IG Group performed well during the six months to 30 November, following a “very subdued first quarter”.
Pre-tax profits were up 2.8 per cent at £101.4m, while net revenue rose by eight per cent to £197.4m.
Why it's interesting
Last week, the financial spread betting firm suffered badly at the hands of the Swiss franc shock – when the Swiss National Bank (SNB) revealed its plan to remove the currency cap, shares dropped by a large degree and wiped £30m off the company's value.
Share price fell as much as 6.7 per cent to £6.94 in late-afternoon trade. The company said clients' "positions were closed at a more beneficial level than the company was able to close its entire corresponding hedge due to the market dislocation."
Analysts at Numis said the loss was down to bad debt losses from clients but also "good will losses" where IG voluntarily closed customer positions "where liquidity for closure was not there and IG eventually closed at a worse price."
The latest results show how the share price plummet did not reflect a general downward trend for the company – it had been performing well up to that point.

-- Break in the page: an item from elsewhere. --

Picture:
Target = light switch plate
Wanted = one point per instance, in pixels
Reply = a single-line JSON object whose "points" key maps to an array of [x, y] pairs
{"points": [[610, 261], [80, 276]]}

Share price had been increasing steadily up to Thursday last week, indicating the company could start to recover quickly. There are alrady signs that shares are starting to pick up again.
What IG Group said
Chief executive Tim Howkins emphasised the importance of the company's international expansion plans:
IG delivered another very strong set of results, with record revenue in the half year after a subdued first quarter. We also made good progress with our ongoing investment in strategic initiatives designed to drive future growth, including the launch of stockbroking in the UK and the opening of a new office in Switzerland.I believe that the initiatives we are embarked upon provide clear evidence that, after 40 years, our ambition to drive forward and develop the business is as strong as it has ever been.